I think they evaporate because if one truly separates message and response, then the message is just an announcement of something the sender did. That means the sender implementation does not to know about the response, much less depend in any way on what the responder does, so LSP becomes academic. Where LSP does come into the picture is when the developer decides who cares about the announcement message and should respond to it. At that point the developer must make sure the responder does something appropriate in the overall solution context.


<aside>
BTW, there is an old R-T/E trick for managing interacting state machines from a DbC perspective. One designs the state machines and their actions independently. Each state will have some precondition that must prevail before it can be executed. Similarly, each state machine action has a postcondition that prevails when it completes. That allows the developer to match preconditions to postconditions to determine where to issue an event. (It's more complicated because of state variables, but that's the general idea.)


However, the same general idea applies to any OO application, even without state machines. Because methods are intrinsic, self-contained responsitilities, one could write all the object methods without including any calls to other methods. Then one could apply the DbC preconditition-to-postcondition matching to determine where to make the calls. That would guarantee implementation independence of the methods.
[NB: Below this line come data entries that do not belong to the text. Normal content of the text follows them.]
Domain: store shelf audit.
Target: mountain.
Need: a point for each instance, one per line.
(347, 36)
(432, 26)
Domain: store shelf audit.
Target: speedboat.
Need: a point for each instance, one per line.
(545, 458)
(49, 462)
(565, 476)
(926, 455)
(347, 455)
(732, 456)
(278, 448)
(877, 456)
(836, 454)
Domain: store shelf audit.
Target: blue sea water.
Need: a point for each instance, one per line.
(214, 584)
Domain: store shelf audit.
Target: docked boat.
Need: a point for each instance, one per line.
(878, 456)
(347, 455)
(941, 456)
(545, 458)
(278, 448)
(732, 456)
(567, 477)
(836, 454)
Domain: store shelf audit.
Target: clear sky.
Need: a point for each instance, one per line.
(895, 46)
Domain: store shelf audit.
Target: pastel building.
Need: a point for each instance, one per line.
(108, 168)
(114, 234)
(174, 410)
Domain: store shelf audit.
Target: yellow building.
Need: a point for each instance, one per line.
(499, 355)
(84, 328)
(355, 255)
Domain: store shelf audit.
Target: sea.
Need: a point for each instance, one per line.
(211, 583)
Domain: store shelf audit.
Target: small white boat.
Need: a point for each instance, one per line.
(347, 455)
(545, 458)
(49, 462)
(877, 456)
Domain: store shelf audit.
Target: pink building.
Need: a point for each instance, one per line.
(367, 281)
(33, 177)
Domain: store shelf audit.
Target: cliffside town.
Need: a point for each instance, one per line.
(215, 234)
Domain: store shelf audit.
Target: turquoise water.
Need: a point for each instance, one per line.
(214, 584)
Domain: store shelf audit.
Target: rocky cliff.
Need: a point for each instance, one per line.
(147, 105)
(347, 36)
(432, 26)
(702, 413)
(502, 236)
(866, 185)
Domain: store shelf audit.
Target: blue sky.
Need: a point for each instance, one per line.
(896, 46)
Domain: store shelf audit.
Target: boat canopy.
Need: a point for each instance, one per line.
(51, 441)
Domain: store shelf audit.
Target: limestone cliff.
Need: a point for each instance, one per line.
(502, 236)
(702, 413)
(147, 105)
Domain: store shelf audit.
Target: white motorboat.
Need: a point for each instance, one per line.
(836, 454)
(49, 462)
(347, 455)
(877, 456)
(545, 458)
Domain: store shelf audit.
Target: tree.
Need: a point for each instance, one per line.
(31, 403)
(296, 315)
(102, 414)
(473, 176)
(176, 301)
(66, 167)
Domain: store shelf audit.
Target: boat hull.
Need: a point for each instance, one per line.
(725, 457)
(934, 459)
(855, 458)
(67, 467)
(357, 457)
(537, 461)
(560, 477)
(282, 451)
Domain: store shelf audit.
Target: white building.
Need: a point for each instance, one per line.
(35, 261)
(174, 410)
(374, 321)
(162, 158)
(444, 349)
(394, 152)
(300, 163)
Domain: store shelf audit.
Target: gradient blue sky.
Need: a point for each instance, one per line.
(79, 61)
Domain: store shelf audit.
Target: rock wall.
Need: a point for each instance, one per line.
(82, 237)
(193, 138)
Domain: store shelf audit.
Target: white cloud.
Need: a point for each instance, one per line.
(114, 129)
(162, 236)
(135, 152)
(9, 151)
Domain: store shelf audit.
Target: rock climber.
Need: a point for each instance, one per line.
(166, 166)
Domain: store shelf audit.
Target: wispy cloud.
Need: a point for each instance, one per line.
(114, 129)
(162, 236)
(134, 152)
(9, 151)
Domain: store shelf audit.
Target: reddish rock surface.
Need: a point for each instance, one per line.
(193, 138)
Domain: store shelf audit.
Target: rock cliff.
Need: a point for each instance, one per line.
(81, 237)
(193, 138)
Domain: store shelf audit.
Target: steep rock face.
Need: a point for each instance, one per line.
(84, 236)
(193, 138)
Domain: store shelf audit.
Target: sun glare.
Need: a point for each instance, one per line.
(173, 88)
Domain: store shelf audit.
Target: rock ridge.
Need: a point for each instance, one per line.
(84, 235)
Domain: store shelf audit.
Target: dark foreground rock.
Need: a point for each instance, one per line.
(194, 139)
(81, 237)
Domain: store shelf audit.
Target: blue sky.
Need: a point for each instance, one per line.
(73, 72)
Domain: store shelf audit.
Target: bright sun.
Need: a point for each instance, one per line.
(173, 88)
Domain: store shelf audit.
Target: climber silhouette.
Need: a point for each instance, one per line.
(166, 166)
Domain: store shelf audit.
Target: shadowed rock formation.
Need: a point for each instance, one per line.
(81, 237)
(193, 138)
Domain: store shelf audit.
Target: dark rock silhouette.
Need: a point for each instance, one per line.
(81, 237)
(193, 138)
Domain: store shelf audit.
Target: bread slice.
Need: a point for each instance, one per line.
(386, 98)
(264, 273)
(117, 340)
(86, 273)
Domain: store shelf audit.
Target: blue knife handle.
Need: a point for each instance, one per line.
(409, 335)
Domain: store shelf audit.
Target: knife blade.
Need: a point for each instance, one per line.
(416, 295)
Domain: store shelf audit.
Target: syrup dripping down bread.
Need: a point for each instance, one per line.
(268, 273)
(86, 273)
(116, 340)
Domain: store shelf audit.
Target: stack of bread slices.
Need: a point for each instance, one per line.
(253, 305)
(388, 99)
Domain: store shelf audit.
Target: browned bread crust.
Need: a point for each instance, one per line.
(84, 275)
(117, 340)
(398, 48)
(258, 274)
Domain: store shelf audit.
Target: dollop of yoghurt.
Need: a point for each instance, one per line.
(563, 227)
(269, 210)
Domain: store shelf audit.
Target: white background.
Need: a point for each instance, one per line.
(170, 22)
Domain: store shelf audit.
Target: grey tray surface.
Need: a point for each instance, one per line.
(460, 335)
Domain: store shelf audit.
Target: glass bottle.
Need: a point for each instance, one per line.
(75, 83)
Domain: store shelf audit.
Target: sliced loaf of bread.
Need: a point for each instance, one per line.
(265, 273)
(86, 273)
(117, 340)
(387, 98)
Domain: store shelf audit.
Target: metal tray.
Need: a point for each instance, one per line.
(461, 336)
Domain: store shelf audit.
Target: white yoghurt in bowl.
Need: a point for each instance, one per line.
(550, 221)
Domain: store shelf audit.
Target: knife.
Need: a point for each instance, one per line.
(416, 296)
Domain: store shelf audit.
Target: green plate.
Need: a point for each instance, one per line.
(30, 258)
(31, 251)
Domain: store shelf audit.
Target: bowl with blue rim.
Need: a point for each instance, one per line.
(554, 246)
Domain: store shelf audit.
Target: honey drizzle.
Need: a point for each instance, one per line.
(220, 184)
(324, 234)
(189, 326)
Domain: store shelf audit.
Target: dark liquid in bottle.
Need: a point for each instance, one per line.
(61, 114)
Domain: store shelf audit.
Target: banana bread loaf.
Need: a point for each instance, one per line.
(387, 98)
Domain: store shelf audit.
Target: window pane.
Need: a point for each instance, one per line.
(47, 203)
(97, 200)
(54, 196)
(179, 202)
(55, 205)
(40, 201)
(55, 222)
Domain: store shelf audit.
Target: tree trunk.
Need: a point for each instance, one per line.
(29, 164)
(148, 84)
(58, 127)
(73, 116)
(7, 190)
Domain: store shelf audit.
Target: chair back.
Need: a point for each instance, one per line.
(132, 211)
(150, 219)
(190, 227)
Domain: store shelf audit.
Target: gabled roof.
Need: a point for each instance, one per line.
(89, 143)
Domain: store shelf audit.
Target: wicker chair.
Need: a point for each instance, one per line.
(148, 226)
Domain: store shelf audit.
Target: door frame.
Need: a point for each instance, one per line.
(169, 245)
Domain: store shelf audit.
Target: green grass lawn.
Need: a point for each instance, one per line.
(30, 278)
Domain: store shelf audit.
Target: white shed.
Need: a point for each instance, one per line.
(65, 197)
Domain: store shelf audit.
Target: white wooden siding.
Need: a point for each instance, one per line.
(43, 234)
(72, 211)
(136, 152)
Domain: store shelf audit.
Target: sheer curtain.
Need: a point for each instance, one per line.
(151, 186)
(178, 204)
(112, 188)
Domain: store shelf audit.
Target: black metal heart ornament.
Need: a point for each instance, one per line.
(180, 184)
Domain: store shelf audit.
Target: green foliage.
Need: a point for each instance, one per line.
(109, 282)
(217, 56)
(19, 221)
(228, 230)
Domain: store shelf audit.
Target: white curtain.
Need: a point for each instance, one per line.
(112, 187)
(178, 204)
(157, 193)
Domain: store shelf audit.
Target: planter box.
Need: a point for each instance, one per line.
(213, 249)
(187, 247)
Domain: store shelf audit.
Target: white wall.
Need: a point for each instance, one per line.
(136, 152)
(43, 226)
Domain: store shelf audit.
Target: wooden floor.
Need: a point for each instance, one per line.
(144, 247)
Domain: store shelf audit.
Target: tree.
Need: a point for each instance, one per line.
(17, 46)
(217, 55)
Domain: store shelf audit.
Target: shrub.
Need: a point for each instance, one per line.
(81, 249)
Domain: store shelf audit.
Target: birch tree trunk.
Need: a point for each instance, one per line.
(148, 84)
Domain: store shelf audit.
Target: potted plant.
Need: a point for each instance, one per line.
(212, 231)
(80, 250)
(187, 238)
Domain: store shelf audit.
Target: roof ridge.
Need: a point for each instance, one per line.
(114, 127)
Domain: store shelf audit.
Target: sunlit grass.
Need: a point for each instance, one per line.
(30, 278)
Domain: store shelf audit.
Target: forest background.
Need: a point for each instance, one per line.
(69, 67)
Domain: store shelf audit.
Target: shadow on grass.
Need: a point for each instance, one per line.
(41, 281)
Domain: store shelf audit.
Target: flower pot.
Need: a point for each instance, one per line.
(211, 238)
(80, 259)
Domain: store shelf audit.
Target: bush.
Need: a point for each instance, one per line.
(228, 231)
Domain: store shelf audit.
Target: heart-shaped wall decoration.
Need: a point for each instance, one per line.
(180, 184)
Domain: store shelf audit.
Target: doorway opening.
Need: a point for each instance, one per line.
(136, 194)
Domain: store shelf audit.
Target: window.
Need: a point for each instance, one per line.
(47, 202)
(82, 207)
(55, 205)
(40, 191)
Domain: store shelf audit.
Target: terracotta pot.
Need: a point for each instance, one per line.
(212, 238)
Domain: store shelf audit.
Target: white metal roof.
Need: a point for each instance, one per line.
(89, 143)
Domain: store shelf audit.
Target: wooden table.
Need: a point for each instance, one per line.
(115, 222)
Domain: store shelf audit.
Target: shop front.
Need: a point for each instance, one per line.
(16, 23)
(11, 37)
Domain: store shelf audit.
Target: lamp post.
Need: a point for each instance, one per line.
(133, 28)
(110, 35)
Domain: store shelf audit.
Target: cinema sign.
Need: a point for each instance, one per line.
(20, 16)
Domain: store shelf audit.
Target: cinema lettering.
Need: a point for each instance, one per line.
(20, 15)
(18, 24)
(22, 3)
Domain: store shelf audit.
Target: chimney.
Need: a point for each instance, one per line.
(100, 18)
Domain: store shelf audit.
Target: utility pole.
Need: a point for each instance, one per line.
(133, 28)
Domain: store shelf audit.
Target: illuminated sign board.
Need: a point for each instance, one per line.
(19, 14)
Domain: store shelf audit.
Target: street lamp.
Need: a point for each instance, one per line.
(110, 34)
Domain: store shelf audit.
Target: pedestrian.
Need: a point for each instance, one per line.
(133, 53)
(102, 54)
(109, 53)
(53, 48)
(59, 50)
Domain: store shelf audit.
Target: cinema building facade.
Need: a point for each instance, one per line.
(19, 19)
Now in practice an experienced developer only needs to do that for complicated situations with complex synchronization rules. Usually the developer will know that a Predator is going to attack a Prey and that narrows down the condition matching substantially. B-)
</aside>



That's because separation of message and
method decouples the contexts so there is no expectation of specific
behavior on the part of the client.  Thus there is no contract with
the client
per se.  The message simply becomes an announcement of something the
client did.  The developer could then map that announcement to the
proper response in the interface.  That does involve contract
enforcement but it is at a quite different level of abstraction
(e.g., a UML Interaction Diagram).]


Right, but that's just an artifact of the rather special relationship
Predator <--> Prey. Procedural interaction is usually just fine between
everyday objects like FileStream and Whatever, because Whatever can (and
must be able to) rely on the documented behavior of FileStream. Predator
and Prey are much more loosely coupled.

I could argue that FileStream is a computing space artifact and it is unlikely to change significantly because it is really mathematically defined. Customer problems spaces aren't though, which is what makes constructing software interesting. That is, the OO paradigm is focused on properly abstracting customer problem spaces in a manner that is maintainable in the face of volatile requirements. One technique for doing that is implementation independence, which is what drives the conceptual separation of message and method. One only gets into trouble at the OOP level where they aren't separated. Then it becomes must easier to make caller implementations dependent on callee responses because of expectations arising from encoding procedural-style Do This calls.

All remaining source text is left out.